Stock Market Jerks Lower as Economy Triggers Recession Alarms

By CCN Markets: The US stock market jerked lower during mid-morning trading after troubling economic data presaged a recession.

Dow, S&P 500, and Nasdaq All Shoot Lower

The major US stock market indices all flashed losses heading toward the latter half of the morning session. As of 10:50 am ET, the S&P 500 had lost 13.43 points or 0.46%; the index was last seen at 2,911.03.

S&P 500 chartS&P 500 chart
The S&P 500 had been well on its way toward a solid rally, but it flipped red along with the wider stock market in response to troubling economic data. | Source: Yahoo Finance

The Dow Jones Industrial Average, which had climbed more than 100 points earlier in the session, lost 50.14 points or 0.19% to settle at 26,152.59.

The Nasdaq suffered the worst intraday slide, dropping 0.81% to 7,955.

US Manufacturing Growth Contracts for First Time Since 2009

The Dow Jones Industrial Average, S&P 500, and Nasdaq were all well on their way to solid gains on Thursday, at least until IHS Markit published its August manufacturing report.

Markit’s US manufacturing PMI (purchasing managers index) revealed that US manufacturing growth had contracted for the first time since 2009, dipping to 49.9 from 50.4 in July. A reading below 50 indicates contraction.

“Manufacturing companies continued to feel the impact of slowing global economic conditions,” Tim Moore, economics associate director at Markit, said in a statement on Thursday. “August’s survey data provides a clear signal that economic growth has continued to soften in the third quarter.”

CCN previously reported that US industrial production growth had slowed to a crawl, forcing the manufacturing sector into a technical recession – and the stock market toward a potential hurdle.

Main Yield Curve Inverts for Second Time in Two Days

Concurrently the main yield curve inverted for the third time in August, and the second time in as many days.

According to CNBC, the yield curve inverted shortly before 10:20 am ET when the 10-year Treasury yield dipped to 1.597%, just below the 1.601% yield on the 2-year note.
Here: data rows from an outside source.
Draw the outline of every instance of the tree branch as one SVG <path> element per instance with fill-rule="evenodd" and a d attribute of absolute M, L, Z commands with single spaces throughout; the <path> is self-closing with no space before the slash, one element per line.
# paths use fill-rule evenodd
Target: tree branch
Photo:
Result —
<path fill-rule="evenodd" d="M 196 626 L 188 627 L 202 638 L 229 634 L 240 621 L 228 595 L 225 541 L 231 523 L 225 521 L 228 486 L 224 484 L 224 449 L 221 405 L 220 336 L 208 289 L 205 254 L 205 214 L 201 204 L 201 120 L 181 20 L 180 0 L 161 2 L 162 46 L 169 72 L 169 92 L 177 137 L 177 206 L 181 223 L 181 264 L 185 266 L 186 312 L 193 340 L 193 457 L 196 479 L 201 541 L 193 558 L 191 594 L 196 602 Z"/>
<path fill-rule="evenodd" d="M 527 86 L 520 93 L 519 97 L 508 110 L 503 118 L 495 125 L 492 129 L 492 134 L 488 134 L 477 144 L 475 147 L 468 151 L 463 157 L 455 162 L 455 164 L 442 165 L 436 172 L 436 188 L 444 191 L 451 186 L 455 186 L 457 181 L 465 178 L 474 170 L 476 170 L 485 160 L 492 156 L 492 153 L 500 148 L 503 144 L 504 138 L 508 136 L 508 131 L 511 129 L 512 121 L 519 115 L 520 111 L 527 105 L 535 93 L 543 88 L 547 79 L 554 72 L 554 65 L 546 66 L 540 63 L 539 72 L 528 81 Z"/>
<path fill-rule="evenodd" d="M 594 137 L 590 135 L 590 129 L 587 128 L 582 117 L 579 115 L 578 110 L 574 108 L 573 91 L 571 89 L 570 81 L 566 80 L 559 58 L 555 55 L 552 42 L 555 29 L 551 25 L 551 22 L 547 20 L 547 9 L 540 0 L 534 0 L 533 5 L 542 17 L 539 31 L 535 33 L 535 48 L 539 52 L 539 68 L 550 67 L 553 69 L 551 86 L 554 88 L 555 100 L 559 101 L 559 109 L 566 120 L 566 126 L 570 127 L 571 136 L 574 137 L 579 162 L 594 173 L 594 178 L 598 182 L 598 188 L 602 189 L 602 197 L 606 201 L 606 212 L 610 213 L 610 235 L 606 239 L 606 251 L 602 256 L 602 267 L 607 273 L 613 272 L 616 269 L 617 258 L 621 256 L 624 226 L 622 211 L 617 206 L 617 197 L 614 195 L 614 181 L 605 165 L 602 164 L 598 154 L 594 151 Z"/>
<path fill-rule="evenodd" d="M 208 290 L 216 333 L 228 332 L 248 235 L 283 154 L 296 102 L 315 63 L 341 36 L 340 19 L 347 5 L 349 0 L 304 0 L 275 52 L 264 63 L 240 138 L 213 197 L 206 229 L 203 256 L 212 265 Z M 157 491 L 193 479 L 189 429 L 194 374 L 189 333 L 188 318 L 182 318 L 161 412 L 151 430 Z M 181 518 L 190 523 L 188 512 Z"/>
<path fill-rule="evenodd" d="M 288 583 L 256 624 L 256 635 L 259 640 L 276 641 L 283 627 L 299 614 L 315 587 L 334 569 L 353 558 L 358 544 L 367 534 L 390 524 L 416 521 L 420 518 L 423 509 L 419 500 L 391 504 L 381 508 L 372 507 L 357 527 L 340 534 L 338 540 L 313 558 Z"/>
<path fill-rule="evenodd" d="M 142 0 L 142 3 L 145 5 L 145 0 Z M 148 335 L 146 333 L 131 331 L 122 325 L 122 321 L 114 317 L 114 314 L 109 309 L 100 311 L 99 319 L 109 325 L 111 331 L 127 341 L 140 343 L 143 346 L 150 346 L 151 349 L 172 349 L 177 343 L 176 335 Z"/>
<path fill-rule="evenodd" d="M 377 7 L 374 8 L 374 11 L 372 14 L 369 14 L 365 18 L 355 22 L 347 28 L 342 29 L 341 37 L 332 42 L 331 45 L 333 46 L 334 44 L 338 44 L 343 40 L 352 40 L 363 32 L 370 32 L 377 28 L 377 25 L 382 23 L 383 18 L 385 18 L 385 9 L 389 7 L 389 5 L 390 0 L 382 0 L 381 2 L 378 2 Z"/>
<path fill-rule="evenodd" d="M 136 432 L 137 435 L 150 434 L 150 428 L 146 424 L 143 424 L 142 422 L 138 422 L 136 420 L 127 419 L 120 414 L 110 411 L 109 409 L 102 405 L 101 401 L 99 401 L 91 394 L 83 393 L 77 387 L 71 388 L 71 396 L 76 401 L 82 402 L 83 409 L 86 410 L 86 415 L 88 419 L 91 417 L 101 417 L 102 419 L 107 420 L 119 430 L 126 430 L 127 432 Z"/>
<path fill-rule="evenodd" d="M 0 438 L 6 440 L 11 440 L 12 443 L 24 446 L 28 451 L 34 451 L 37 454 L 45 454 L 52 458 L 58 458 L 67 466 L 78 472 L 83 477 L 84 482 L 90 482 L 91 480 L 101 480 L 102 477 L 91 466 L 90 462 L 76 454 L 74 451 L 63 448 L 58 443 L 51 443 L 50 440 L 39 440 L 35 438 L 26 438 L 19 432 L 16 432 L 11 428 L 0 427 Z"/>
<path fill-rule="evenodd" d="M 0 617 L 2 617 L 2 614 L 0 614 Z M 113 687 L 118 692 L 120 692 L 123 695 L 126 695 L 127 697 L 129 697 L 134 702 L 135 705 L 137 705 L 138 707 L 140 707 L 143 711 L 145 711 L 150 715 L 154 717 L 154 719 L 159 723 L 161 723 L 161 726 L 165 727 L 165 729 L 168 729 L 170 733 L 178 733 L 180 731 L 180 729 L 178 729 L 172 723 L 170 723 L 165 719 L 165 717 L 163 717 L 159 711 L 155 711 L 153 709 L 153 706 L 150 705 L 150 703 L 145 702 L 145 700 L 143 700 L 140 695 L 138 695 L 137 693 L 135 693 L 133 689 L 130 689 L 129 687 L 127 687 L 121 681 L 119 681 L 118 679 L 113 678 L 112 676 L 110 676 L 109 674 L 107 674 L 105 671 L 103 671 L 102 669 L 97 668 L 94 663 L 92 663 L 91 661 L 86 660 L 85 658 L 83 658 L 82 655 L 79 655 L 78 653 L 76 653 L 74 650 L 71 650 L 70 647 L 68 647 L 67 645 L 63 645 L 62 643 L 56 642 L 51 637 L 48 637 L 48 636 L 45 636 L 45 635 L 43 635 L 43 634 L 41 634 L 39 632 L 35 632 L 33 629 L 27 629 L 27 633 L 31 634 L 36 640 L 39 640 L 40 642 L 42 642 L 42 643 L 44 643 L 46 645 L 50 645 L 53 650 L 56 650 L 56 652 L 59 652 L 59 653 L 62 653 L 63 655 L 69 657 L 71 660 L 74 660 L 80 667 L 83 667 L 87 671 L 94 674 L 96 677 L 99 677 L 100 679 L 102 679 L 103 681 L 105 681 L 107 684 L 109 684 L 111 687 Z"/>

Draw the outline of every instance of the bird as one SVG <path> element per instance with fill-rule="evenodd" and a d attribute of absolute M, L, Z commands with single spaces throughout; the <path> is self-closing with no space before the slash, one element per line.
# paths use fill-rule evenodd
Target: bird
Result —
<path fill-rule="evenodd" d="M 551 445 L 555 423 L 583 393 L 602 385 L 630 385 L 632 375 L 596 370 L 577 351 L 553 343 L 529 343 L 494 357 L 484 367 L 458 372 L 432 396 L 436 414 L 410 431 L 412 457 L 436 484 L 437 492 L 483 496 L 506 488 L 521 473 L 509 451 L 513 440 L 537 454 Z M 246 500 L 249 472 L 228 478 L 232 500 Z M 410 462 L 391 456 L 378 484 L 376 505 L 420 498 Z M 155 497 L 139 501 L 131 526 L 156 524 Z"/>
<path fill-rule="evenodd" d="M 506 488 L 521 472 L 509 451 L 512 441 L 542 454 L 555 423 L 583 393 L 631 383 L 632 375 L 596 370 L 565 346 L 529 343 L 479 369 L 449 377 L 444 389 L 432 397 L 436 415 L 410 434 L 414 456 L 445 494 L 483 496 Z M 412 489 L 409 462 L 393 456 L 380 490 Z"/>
main yield curve inversion chartmain yield curve inversion chart
A main yield curve inversion is a major recession warning. | Source: St. Louis Federal Reserve

A main yield curve inversion has preceded every recession since the 1950s, though the economy does not actually slide into contraction for an average of 22 months, and the stock market often continues to rise for at least a year following the inversion.